Art is Design is Art
'Can Graphic Design be considered Art?' It's one of those questions that comes up time and again, and one of those questions to which the quick glib answer is as good as any 10,000 word thesis response: 'Yeah, sure, if you want it to be'.
But the intersection between design and art can be an interesting place to hang out, and we were reminded of this over the weekend, when we checked out the new Ed Ruscha and Sophie Calle shows that opened in town recently. Both artists create work that plays with text extensively, though in very distinct ways.
The retrospective of American artist Ed Ruscha (pronounced Rew-shay fact-fans) is at the Hayward. Ruscha actually studied as a graphic designer at Chouinard Art Institute (now California Institute of the Arts), and his first job was as a layout artist at an advertising agency.
His career has spanned fifty years, and has constantly shown a preoccupation with typography and lettering, often in an almost abstract sense, using words for their forms rather than their meaning; although in the 80s his work started to use longer sentences, set in his own typeface, Boy Scout Utility Modern (which looks like a buggered-up version of Wim Crouwel's Gridnik).
The show features work from right across Ruscha's career but, apart from the first room, it left us feeling a little flat...
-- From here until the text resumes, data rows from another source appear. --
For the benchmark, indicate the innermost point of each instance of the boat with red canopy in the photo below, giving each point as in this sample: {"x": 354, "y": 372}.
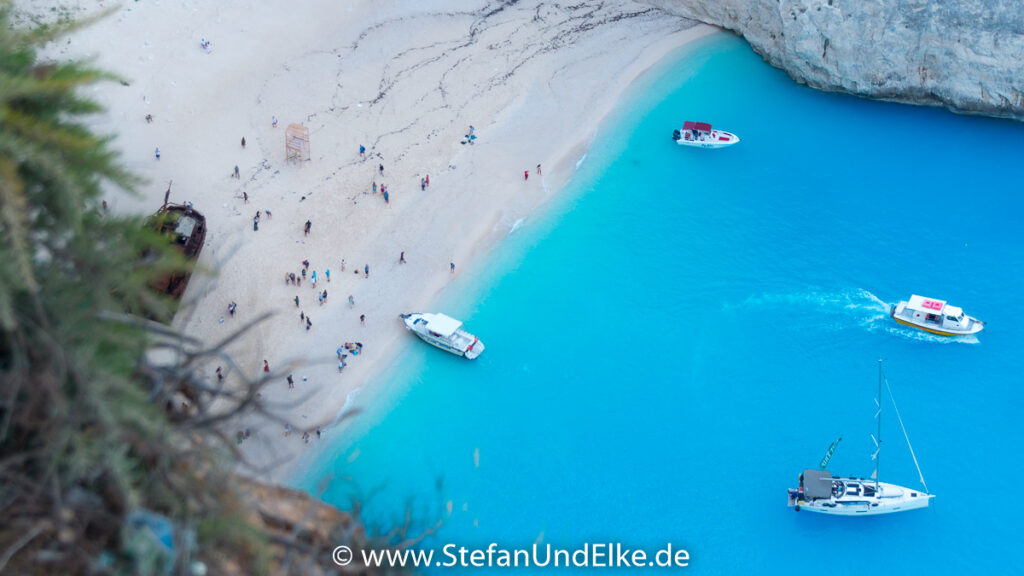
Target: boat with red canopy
{"x": 700, "y": 134}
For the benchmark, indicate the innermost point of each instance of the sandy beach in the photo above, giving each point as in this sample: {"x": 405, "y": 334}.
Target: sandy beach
{"x": 406, "y": 80}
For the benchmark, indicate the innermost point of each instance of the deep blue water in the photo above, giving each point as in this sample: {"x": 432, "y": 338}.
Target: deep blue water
{"x": 685, "y": 330}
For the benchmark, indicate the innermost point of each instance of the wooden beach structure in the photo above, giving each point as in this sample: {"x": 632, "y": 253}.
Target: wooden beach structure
{"x": 296, "y": 142}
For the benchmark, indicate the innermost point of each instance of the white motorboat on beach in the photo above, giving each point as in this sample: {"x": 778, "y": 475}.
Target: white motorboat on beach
{"x": 443, "y": 332}
{"x": 820, "y": 492}
{"x": 936, "y": 317}
{"x": 700, "y": 134}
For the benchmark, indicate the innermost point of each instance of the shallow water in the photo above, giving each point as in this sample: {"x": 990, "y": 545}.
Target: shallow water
{"x": 685, "y": 331}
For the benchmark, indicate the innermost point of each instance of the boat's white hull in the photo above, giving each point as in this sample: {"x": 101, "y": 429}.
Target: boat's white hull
{"x": 717, "y": 138}
{"x": 470, "y": 355}
{"x": 894, "y": 499}
{"x": 902, "y": 315}
{"x": 459, "y": 342}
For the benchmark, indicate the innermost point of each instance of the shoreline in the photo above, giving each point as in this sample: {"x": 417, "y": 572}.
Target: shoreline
{"x": 573, "y": 152}
{"x": 536, "y": 82}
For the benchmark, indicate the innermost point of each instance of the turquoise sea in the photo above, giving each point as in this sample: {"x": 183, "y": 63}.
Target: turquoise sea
{"x": 683, "y": 331}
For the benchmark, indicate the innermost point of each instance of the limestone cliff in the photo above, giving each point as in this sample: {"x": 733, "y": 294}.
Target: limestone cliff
{"x": 964, "y": 54}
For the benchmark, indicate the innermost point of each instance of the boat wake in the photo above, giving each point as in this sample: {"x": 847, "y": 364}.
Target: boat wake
{"x": 842, "y": 310}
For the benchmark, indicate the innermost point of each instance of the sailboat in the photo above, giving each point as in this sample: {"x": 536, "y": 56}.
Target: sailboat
{"x": 820, "y": 492}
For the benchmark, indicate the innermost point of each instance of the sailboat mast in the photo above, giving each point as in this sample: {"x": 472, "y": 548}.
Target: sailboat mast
{"x": 878, "y": 455}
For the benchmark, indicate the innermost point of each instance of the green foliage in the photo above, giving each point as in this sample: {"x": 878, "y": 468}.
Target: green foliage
{"x": 84, "y": 437}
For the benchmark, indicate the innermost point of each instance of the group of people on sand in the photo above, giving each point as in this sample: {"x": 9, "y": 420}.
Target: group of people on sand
{"x": 309, "y": 275}
{"x": 351, "y": 347}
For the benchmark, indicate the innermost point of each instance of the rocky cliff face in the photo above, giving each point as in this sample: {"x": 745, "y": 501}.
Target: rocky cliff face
{"x": 964, "y": 54}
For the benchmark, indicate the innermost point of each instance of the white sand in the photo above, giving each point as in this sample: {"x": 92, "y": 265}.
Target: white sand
{"x": 406, "y": 79}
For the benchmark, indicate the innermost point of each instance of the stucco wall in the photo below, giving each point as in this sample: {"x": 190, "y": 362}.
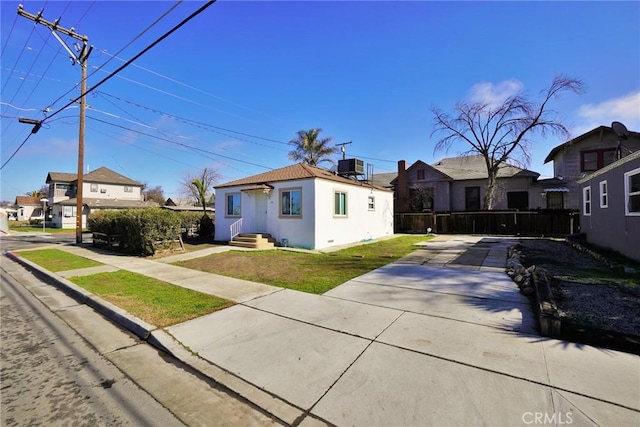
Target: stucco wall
{"x": 610, "y": 227}
{"x": 111, "y": 191}
{"x": 360, "y": 223}
{"x": 317, "y": 227}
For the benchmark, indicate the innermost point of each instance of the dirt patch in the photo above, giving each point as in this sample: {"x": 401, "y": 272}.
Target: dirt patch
{"x": 587, "y": 290}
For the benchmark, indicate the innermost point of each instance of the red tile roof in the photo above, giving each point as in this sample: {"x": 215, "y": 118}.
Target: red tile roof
{"x": 292, "y": 173}
{"x": 28, "y": 201}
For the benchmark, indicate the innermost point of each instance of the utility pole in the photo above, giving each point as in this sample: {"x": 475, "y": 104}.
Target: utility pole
{"x": 80, "y": 57}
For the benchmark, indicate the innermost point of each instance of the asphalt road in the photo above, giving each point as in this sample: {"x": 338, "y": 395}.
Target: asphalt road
{"x": 50, "y": 376}
{"x": 17, "y": 241}
{"x": 62, "y": 363}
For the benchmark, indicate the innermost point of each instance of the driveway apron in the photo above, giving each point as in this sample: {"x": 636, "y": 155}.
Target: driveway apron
{"x": 440, "y": 337}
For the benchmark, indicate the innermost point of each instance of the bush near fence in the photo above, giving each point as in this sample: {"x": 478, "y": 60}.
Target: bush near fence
{"x": 136, "y": 231}
{"x": 514, "y": 223}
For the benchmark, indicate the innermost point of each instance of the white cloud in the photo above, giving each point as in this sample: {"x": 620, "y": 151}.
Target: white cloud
{"x": 494, "y": 94}
{"x": 625, "y": 109}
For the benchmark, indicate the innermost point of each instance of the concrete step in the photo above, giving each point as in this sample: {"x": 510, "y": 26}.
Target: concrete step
{"x": 253, "y": 240}
{"x": 253, "y": 245}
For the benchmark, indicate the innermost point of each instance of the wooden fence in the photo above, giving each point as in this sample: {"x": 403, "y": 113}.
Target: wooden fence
{"x": 513, "y": 223}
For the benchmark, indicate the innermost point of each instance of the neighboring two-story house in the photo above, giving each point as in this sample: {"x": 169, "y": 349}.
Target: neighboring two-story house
{"x": 459, "y": 184}
{"x": 28, "y": 208}
{"x": 101, "y": 189}
{"x": 610, "y": 206}
{"x": 578, "y": 157}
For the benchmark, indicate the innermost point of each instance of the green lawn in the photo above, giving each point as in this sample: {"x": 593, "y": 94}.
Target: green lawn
{"x": 153, "y": 301}
{"x": 56, "y": 260}
{"x": 314, "y": 273}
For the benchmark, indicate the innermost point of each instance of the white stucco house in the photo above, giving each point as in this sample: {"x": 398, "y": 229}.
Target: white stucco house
{"x": 304, "y": 206}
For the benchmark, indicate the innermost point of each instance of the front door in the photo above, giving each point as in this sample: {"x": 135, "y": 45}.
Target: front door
{"x": 262, "y": 203}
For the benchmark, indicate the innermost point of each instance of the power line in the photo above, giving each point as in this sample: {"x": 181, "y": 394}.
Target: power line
{"x": 121, "y": 49}
{"x": 187, "y": 86}
{"x": 16, "y": 151}
{"x": 145, "y": 50}
{"x": 181, "y": 144}
{"x": 190, "y": 121}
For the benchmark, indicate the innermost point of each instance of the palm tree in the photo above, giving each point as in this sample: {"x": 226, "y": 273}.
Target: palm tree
{"x": 311, "y": 149}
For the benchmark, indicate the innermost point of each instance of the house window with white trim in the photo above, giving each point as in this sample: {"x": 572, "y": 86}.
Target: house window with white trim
{"x": 69, "y": 211}
{"x": 604, "y": 197}
{"x": 291, "y": 202}
{"x": 233, "y": 205}
{"x": 340, "y": 203}
{"x": 586, "y": 201}
{"x": 632, "y": 192}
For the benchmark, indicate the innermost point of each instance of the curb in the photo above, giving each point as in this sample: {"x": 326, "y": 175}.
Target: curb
{"x": 135, "y": 325}
{"x": 161, "y": 340}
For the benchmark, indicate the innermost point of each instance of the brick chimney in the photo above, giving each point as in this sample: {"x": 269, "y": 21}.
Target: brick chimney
{"x": 402, "y": 187}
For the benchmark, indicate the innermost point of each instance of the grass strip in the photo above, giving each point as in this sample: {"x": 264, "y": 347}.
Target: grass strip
{"x": 56, "y": 260}
{"x": 153, "y": 301}
{"x": 313, "y": 273}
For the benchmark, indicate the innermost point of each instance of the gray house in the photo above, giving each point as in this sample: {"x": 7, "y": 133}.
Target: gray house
{"x": 578, "y": 157}
{"x": 610, "y": 206}
{"x": 459, "y": 184}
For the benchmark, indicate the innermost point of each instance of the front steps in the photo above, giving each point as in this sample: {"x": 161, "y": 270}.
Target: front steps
{"x": 253, "y": 240}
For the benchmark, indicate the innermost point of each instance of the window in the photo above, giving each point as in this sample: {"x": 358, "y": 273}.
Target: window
{"x": 371, "y": 203}
{"x": 233, "y": 204}
{"x": 290, "y": 202}
{"x": 586, "y": 201}
{"x": 592, "y": 160}
{"x": 555, "y": 200}
{"x": 340, "y": 205}
{"x": 518, "y": 200}
{"x": 69, "y": 211}
{"x": 472, "y": 198}
{"x": 604, "y": 199}
{"x": 632, "y": 192}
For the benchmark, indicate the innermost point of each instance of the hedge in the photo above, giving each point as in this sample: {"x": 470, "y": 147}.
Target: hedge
{"x": 137, "y": 229}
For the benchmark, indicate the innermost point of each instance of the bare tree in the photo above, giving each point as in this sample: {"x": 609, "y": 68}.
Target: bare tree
{"x": 503, "y": 132}
{"x": 199, "y": 187}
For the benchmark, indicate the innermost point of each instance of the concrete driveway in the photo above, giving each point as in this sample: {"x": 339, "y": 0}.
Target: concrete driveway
{"x": 441, "y": 337}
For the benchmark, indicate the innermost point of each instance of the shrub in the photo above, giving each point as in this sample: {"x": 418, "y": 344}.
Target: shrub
{"x": 137, "y": 229}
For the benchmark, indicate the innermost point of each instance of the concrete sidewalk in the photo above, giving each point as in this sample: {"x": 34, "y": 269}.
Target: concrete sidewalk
{"x": 441, "y": 337}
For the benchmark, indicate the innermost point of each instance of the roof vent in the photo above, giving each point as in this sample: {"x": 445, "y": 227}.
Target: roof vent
{"x": 351, "y": 167}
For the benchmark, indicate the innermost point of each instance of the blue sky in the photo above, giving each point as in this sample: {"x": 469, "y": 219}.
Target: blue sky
{"x": 231, "y": 88}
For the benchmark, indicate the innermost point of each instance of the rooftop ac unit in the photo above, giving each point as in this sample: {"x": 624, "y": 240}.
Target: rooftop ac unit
{"x": 351, "y": 167}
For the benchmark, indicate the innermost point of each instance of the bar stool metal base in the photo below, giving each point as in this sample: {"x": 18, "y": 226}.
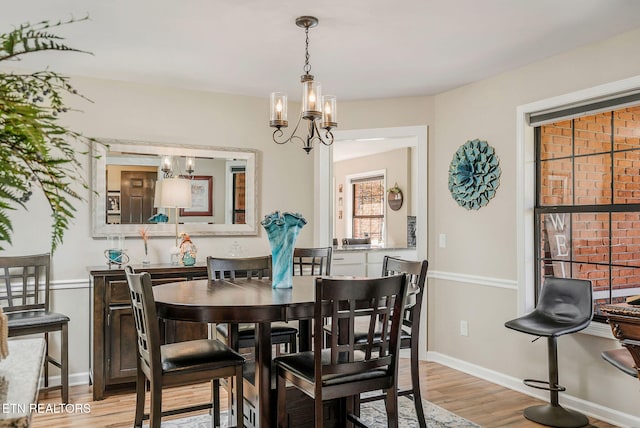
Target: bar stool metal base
{"x": 555, "y": 416}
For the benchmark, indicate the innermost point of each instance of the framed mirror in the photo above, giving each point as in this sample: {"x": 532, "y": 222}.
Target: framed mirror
{"x": 125, "y": 184}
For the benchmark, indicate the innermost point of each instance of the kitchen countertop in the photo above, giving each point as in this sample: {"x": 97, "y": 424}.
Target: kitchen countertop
{"x": 368, "y": 248}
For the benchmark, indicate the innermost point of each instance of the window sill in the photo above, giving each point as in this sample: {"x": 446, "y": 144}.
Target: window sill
{"x": 599, "y": 329}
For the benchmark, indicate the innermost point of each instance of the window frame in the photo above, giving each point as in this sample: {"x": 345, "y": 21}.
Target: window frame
{"x": 611, "y": 208}
{"x": 349, "y": 198}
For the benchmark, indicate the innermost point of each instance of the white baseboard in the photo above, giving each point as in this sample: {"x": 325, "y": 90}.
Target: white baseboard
{"x": 588, "y": 408}
{"x": 74, "y": 379}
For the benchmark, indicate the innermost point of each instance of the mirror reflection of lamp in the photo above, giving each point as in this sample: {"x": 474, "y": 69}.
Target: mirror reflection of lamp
{"x": 173, "y": 193}
{"x": 190, "y": 165}
{"x": 167, "y": 166}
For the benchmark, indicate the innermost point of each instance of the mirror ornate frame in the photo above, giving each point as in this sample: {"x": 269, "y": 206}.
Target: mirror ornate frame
{"x": 100, "y": 150}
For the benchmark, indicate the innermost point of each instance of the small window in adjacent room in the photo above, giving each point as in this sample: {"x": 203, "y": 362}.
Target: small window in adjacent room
{"x": 587, "y": 209}
{"x": 368, "y": 208}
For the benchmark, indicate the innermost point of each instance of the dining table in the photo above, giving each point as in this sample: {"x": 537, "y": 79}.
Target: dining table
{"x": 242, "y": 300}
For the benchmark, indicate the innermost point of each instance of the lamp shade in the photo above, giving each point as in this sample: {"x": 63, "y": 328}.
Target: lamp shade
{"x": 173, "y": 193}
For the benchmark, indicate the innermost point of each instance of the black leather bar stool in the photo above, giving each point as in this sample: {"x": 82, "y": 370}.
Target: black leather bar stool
{"x": 565, "y": 306}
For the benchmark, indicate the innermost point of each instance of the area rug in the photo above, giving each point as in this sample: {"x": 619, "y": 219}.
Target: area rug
{"x": 373, "y": 414}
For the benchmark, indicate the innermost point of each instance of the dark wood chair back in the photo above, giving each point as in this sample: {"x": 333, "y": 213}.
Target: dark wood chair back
{"x": 26, "y": 283}
{"x": 341, "y": 303}
{"x": 232, "y": 268}
{"x": 312, "y": 261}
{"x": 416, "y": 272}
{"x": 146, "y": 320}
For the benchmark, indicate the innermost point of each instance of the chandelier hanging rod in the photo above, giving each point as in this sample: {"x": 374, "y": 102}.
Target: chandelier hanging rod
{"x": 315, "y": 108}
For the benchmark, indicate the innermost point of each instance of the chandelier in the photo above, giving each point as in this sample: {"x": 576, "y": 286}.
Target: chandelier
{"x": 320, "y": 111}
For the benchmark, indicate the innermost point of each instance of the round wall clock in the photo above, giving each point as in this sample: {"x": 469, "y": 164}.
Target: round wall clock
{"x": 474, "y": 174}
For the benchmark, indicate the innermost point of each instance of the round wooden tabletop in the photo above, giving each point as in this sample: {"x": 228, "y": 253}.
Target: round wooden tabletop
{"x": 240, "y": 300}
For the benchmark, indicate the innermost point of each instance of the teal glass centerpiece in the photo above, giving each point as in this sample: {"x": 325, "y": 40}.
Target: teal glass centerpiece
{"x": 282, "y": 231}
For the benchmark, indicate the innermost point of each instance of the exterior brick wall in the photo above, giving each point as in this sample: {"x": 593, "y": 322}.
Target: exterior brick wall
{"x": 593, "y": 160}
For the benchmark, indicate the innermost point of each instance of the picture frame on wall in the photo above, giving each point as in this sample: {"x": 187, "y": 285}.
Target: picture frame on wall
{"x": 201, "y": 197}
{"x": 113, "y": 202}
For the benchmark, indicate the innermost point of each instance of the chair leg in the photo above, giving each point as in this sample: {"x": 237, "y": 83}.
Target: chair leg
{"x": 141, "y": 385}
{"x": 215, "y": 394}
{"x": 155, "y": 411}
{"x": 553, "y": 414}
{"x": 415, "y": 383}
{"x": 293, "y": 348}
{"x": 239, "y": 398}
{"x": 318, "y": 412}
{"x": 46, "y": 359}
{"x": 64, "y": 362}
{"x": 391, "y": 403}
{"x": 281, "y": 387}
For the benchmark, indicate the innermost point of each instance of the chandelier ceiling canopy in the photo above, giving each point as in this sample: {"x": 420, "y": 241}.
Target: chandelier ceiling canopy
{"x": 319, "y": 110}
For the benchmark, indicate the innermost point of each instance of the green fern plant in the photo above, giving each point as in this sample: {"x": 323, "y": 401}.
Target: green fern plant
{"x": 36, "y": 151}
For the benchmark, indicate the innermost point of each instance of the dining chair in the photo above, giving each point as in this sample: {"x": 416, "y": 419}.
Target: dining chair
{"x": 312, "y": 261}
{"x": 252, "y": 267}
{"x": 25, "y": 301}
{"x": 416, "y": 272}
{"x": 343, "y": 367}
{"x": 565, "y": 306}
{"x": 180, "y": 363}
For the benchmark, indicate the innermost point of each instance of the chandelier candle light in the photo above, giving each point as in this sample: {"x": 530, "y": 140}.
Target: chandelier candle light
{"x": 315, "y": 107}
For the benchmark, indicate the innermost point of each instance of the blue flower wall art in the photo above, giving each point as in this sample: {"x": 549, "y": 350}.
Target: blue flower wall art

In contrast, Sophie Calle's show Talking to Strangers, at the Whitechapel Gallery, left us feeling excited and energised. We've loved her work since seeing her fantastic show Double Game at Camden Arts Centre back in 1999 - check out the disgustingly gorgeous book of the same name that Vince Frost designed for her - you'll find it on his site under Discipline > Book Design. (And heck, you can still pick up used copies of Double Game
on Amazon.)
The main installation at the Whitechapel show is Take Care of Yourself, first shown at the 2007 Venice Biennale. The work is based on a break-up email sent to her by an ex-lover. Calle sent the email on to 107 women (including judges, lawyers, ballerinas, actresses, her mum...) and asked them to interpret it. She then documented the results in utterly beautiful pieces that combine photographs of the women and typographic representations of their repsonses (as well as in a few short film pieces). Suitably for a work based on written communication, the installation feels a bit like walking through a book. It's really great, and well worth a visit.